Der Platz, auf dem das Gulathing stattfand, ist nicht genau bekannt, aber er lag innerhalb der heutigen Kommune Gulen am Gulafjord, ein kleiner Fjord unmittelbar südlich des Sognefjordes. Man vermutet, dass das Thing zunächst in Eivindvik, später ein paar Kilometer östlich in Flolid abgehalten wurde.
Das Gulathing war ein Thingverband, dem nach Aussage des Gulathingslov das Hordafylke, das Rygjafylke, das Firdafylke, das Sygnafylke, das Egdafylke und die Bonden[1] von Sunnmøre angehörten.
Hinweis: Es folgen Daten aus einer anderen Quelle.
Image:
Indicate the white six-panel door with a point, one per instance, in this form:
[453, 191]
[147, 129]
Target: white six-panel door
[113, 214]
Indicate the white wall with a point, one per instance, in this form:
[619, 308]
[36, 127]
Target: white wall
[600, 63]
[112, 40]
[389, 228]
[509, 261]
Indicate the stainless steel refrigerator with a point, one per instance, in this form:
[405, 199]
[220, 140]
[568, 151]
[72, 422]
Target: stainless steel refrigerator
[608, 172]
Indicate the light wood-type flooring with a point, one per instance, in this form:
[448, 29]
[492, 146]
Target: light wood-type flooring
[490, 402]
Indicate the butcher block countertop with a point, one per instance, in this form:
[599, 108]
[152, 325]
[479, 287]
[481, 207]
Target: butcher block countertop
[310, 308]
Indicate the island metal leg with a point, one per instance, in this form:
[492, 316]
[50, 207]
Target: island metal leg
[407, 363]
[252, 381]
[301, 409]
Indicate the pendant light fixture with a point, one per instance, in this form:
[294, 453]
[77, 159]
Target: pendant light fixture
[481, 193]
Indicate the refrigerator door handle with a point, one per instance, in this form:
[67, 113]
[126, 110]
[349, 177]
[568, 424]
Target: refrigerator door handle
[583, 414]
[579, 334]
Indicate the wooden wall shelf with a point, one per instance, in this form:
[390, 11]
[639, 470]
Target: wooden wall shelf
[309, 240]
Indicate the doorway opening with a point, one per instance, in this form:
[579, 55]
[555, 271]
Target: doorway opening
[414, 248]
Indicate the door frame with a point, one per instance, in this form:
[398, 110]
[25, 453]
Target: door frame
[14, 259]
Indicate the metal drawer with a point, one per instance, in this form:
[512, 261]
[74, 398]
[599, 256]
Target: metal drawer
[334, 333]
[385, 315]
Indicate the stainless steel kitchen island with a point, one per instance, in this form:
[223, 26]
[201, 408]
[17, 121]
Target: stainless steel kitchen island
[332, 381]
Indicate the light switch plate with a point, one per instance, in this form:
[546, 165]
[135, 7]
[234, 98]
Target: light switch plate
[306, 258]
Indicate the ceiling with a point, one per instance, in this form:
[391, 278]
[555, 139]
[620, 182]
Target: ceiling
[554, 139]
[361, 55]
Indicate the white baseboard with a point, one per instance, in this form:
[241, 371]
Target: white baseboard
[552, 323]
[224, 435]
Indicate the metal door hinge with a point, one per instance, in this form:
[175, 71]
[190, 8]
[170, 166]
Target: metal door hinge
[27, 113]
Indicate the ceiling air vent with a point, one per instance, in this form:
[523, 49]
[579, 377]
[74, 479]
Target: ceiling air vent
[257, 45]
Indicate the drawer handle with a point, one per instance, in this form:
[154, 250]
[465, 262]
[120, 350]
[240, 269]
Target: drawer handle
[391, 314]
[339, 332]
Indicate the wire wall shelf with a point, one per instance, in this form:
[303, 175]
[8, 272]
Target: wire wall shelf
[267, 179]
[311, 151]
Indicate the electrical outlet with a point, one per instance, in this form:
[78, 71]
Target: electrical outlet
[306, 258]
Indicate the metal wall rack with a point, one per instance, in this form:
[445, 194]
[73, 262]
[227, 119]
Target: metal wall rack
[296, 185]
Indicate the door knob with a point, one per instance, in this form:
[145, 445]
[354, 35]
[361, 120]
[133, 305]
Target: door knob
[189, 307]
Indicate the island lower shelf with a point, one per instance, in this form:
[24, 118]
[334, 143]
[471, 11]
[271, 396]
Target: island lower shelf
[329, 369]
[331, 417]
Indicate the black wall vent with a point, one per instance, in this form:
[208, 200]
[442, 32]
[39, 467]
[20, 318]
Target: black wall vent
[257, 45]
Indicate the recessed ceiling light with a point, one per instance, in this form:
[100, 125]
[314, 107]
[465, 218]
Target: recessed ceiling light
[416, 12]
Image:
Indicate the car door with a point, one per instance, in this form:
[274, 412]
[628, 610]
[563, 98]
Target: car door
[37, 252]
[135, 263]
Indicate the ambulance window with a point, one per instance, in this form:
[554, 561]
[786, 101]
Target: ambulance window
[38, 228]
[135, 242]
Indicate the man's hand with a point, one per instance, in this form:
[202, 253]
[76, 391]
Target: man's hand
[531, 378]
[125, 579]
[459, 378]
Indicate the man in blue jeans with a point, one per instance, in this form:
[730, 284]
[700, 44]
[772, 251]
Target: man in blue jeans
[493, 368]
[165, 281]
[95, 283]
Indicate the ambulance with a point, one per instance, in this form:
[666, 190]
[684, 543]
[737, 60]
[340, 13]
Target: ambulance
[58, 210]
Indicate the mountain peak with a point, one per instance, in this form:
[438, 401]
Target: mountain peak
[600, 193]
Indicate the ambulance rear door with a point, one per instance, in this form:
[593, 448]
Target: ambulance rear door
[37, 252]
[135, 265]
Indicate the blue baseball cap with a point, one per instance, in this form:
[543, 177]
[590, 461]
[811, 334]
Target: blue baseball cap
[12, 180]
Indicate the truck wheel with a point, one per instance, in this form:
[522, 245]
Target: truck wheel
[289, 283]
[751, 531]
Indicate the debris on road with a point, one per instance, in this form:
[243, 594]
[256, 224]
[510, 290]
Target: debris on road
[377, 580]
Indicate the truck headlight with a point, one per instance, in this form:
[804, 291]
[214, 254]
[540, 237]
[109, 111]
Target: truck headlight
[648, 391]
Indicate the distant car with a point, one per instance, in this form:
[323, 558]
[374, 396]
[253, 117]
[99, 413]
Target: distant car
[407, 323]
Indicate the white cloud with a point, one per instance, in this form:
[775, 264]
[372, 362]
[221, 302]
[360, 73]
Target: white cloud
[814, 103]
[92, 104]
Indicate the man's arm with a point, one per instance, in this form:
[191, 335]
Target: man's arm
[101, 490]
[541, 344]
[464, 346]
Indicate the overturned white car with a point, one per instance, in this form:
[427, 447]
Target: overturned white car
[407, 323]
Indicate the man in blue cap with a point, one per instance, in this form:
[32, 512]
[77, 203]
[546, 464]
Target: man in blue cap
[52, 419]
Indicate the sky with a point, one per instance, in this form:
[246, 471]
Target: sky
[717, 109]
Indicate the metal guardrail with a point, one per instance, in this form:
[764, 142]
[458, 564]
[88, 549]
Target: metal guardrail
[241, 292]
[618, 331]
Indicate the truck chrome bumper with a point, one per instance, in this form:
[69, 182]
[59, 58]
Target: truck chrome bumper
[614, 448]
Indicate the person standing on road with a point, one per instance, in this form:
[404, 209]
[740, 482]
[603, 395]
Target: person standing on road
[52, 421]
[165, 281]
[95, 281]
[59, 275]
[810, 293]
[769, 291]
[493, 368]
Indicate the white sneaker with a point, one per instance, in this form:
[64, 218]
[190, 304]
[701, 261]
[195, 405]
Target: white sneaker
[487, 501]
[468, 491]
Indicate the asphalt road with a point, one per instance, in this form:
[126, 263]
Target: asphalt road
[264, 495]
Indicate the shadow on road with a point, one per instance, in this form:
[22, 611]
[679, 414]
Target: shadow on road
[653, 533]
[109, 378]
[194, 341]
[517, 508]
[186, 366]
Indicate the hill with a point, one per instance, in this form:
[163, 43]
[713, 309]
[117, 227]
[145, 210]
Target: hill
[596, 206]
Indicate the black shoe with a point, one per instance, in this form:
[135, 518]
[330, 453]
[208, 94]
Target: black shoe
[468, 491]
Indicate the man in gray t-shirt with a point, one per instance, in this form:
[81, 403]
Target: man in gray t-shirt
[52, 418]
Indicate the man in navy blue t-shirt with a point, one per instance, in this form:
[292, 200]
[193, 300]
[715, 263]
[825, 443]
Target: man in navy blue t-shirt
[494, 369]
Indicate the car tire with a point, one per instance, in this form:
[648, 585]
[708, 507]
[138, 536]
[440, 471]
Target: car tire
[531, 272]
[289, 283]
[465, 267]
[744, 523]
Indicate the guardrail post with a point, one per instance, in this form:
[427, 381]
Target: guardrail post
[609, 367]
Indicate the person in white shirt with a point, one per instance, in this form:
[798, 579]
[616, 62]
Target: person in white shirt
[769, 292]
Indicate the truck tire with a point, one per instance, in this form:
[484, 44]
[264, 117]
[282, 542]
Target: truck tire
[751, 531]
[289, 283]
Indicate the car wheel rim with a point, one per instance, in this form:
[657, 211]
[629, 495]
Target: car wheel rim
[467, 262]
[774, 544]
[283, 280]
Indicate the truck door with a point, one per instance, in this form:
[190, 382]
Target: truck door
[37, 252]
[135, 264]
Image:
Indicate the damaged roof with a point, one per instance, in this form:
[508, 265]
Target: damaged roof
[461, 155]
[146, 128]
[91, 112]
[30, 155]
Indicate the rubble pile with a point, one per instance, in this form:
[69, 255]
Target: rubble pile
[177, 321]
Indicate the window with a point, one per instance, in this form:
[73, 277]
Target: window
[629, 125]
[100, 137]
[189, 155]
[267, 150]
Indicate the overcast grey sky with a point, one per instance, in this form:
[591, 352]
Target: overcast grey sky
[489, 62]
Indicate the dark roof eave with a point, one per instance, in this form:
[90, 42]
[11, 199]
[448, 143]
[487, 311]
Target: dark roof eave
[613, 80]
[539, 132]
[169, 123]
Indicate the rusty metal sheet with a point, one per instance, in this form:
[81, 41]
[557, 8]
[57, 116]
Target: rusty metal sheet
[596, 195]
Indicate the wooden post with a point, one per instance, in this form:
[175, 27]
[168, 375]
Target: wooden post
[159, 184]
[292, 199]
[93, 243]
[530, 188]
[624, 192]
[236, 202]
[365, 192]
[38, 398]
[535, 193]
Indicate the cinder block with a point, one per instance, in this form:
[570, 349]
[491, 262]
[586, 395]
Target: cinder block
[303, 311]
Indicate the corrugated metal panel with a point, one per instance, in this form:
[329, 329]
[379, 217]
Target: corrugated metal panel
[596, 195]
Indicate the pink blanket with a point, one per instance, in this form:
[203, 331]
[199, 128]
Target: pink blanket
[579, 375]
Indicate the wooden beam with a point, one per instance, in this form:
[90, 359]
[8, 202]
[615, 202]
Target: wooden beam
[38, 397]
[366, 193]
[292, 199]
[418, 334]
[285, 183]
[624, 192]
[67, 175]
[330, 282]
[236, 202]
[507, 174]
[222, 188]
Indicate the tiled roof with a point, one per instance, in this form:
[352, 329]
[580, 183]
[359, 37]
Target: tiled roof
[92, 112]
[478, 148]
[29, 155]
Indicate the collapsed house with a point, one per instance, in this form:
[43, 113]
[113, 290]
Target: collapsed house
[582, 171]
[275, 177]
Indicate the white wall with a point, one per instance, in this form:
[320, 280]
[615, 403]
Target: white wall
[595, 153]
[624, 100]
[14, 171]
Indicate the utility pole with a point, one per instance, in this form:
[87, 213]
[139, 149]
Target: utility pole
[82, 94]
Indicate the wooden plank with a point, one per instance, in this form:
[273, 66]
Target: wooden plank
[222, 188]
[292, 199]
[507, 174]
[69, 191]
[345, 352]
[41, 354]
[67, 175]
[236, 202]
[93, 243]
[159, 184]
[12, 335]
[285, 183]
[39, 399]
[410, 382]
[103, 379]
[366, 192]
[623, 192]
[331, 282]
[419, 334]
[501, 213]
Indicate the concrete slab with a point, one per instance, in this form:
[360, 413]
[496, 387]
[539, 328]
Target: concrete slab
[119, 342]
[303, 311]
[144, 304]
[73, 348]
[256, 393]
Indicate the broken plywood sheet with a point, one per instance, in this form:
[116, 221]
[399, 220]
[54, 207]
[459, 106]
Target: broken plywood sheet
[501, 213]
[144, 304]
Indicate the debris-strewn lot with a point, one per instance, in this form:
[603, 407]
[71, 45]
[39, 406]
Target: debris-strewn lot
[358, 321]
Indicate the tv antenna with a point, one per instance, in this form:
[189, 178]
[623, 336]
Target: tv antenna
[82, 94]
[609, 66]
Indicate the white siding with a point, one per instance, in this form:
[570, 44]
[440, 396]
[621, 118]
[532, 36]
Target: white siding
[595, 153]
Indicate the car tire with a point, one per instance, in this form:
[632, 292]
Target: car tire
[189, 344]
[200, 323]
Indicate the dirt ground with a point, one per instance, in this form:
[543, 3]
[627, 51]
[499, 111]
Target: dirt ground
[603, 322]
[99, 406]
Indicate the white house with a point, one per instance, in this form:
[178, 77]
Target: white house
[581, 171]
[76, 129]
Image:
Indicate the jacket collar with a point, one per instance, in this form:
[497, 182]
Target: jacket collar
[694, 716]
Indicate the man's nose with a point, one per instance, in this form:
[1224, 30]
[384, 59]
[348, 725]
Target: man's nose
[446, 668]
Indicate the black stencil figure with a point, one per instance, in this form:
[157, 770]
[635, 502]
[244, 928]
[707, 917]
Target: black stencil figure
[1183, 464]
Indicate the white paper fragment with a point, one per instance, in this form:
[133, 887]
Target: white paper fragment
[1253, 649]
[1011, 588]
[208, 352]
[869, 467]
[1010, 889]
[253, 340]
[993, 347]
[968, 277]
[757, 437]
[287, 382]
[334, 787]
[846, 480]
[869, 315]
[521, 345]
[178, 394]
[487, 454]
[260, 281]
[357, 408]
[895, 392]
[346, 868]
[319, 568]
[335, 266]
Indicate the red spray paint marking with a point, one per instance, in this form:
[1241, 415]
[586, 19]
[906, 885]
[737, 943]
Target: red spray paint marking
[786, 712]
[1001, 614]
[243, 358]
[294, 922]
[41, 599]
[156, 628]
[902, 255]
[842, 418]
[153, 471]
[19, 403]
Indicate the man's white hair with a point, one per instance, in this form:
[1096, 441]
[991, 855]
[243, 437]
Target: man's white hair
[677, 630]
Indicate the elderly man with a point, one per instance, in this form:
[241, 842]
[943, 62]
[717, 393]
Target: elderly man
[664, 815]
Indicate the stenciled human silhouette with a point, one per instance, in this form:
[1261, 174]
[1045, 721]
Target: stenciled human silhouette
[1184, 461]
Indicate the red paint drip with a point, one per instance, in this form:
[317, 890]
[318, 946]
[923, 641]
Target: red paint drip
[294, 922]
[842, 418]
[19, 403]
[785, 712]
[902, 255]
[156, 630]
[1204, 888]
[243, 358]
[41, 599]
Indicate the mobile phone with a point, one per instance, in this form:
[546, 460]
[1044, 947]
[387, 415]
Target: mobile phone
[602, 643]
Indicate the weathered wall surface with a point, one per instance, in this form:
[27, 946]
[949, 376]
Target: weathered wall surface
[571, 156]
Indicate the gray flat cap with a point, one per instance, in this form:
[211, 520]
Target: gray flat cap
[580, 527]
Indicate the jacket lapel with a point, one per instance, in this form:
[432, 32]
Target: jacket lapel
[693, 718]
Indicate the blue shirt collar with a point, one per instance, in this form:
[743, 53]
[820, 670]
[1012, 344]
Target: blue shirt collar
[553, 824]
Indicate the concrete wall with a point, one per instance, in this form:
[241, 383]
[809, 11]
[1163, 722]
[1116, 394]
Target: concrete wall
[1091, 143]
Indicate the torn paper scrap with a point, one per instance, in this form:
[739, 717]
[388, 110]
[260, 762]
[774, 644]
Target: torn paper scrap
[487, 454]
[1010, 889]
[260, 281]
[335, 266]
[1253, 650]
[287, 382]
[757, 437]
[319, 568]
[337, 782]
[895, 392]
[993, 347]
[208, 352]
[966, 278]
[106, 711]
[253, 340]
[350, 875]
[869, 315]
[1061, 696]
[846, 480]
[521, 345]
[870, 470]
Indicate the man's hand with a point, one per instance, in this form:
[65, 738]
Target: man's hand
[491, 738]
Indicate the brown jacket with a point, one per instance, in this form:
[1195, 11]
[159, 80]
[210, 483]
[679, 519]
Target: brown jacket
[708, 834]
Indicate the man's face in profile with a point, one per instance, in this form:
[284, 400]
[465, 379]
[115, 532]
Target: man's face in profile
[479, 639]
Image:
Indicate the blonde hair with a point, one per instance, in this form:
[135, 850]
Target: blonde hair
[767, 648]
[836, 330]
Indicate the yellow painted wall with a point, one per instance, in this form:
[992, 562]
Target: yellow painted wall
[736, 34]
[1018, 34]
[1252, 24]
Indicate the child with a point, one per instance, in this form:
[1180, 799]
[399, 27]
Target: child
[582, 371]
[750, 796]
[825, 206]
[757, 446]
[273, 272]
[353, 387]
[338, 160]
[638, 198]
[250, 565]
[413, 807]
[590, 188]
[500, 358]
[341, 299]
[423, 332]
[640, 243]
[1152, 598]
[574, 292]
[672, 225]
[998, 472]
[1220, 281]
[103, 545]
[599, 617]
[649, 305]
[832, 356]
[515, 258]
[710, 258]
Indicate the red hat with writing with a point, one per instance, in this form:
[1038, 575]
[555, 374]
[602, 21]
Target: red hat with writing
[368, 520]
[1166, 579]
Unter Magnus lagabætir (1238–1280) kamen noch Valdres og Hallingdal und Setesdal hinzu.
1274 ließ König Magnus lagabætir sein großes Gesetzeswerk vom Allthing verabschieden, welches das Gulathingslov als Gesetzessammlung ablöste, während das Gulathing als regelmäßige Stammesversammlung und Schiedsveranstaltung anhand der neuen Gesetze erhalten blieb.
Kurz vor 1300 wurde das Gulathing nach Bergen verlegt. 1604 war unter Christian IV. das Gulathing im Gesetz auch terminologisch zum „Bergen Lagting“. 1797 wurde es schließlich völlig aufgehoben.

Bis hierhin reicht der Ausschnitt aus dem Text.